Scalfari, la cultura comunista e il berlusconismo
di Danilo Quinto
Le parole di Scalfari sono la dimostrazione più coerente dell’odio che la sinistra italiana ha manifestato nei confronti del “nemico” Berlusconi, al quale va ascritto il merito storico di aver impedito che la cultura comunista trionfasse nel Paese, dopo la discesa in campo manu militari dei giudici, che agli inizi degli anni ’90 spazzarono via tutti i partiti della Prima Repubblica, tranne ‒ appunto ‒ il Partito Comunista. È questo che non gli hanno mai perdonato.
Dopo essere stato sconfessato ‒ seppur con ritardo ‒ in merito all’intervista a Papa Francesco, rimossa nei giorni scorsi dal sito ufficiale del Vaticano, Eugenio Scalfari è tornato ad occuparsi della politica italiana. In uno dei suoi più recenti editoriali della domenica ‒ sempre da non perdere ‒ il fondatore de “La Repubblica” si chiede: «Che accadrà di tutti noi senza più il caimano?».

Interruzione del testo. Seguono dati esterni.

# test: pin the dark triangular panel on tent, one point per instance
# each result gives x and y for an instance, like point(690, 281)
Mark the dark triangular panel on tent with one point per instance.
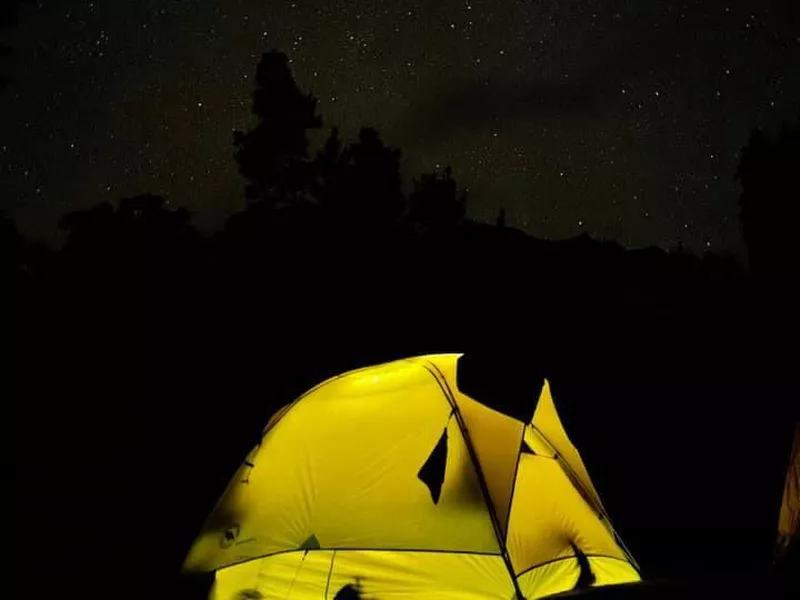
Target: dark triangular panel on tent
point(510, 384)
point(432, 472)
point(586, 577)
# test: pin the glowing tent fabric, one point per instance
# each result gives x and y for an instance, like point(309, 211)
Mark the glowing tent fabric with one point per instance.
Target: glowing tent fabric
point(789, 519)
point(389, 482)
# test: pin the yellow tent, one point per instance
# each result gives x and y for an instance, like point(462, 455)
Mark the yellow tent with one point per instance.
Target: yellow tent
point(789, 519)
point(388, 482)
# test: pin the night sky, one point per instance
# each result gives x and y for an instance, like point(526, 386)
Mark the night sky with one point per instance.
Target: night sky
point(619, 118)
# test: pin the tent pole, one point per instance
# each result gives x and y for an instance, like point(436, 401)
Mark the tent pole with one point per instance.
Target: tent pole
point(440, 379)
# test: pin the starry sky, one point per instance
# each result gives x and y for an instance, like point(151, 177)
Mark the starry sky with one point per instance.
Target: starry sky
point(617, 118)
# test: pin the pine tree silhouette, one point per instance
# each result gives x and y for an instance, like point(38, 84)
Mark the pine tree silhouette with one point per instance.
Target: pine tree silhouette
point(273, 156)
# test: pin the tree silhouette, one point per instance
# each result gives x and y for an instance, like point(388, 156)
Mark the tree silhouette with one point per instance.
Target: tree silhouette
point(436, 205)
point(273, 156)
point(359, 188)
point(770, 201)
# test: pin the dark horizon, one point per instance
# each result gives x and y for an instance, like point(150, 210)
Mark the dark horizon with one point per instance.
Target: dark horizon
point(621, 122)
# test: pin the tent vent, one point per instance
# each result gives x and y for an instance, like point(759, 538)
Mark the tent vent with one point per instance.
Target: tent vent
point(586, 577)
point(432, 472)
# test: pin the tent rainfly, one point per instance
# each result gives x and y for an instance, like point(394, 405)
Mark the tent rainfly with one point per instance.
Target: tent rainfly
point(390, 483)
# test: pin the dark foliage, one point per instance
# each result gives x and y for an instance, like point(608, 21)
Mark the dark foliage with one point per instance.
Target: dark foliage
point(149, 357)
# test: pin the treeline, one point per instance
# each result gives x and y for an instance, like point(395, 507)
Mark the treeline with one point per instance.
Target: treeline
point(148, 357)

Ha paragonato Berlusconi al diavolo, ha rivendicato il dissenso nei suoi confronti e nei confronti del berlusconismo come «asset» del suo giornale fin dal 1987 ‒ molti non se ne erano accorti fino ad ora ‒ «quando apparve chiaro il connubio di affari tra lui, i dorotei della Dc e soprattutto i socialisti di Craxi», ha ricordato lo scontro con la Mondadori dell’’89 (la guerra di Segrate, l’ha chiamata) e la nascita di Forza Italia come «fenomeno devastante della vita pubblica italiana».